How should legal and human resources departments respond once a sexual harassment complaint has been raised? Gautam Kagalwala finds out
Some men willingly expose themselves to occupational risks by working in construction, law enforcement or an NGO in a conflict zone. These hazards can come in many shapes and sizes. But for women, there is an additional hazard at the workplace they must always be wary of – men. Experts say derogatory remarks or men seeking sexual favours are more commonplace than outright assault.
With poor awareness of their rights and institutional mechanisms to handle workplace harassment, female employees may directly air their grievances on social media. The result would be scrutiny from the media, in addition to legal risks. So, how should companies handle complaints made public?
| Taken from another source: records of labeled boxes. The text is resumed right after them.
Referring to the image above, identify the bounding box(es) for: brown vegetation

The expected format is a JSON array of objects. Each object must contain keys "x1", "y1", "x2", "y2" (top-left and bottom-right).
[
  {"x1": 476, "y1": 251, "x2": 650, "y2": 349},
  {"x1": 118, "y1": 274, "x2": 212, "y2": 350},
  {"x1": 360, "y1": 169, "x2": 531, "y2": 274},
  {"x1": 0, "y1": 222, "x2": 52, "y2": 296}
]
When harassment occurs, it is up to the company’s human resources (HR) department and the Internal Complaints Committee (ICC) to handle the matter tactfully and empathically. The legal department has to carefully monitor and guide the company’s response due to the legal and reputational risks. The ICC is empowered by the Sexual Harassment of Women at Workplace (Prevention, Prohibition and Redressal) Act, 2013 (POSH).
Harassment can also result in police involvement as it is a criminalized offence under the Criminal Law (Amendment) Act, 2013. The legislation, which amends the Indian Penal Code, the Code of Criminal Procedure, 1973, the Indian Evidence Act, 1872, was passed following nationwide outrage over the fatal sexual assault of a physiotherapy intern in New Delhi aboard a bus, in December 2012.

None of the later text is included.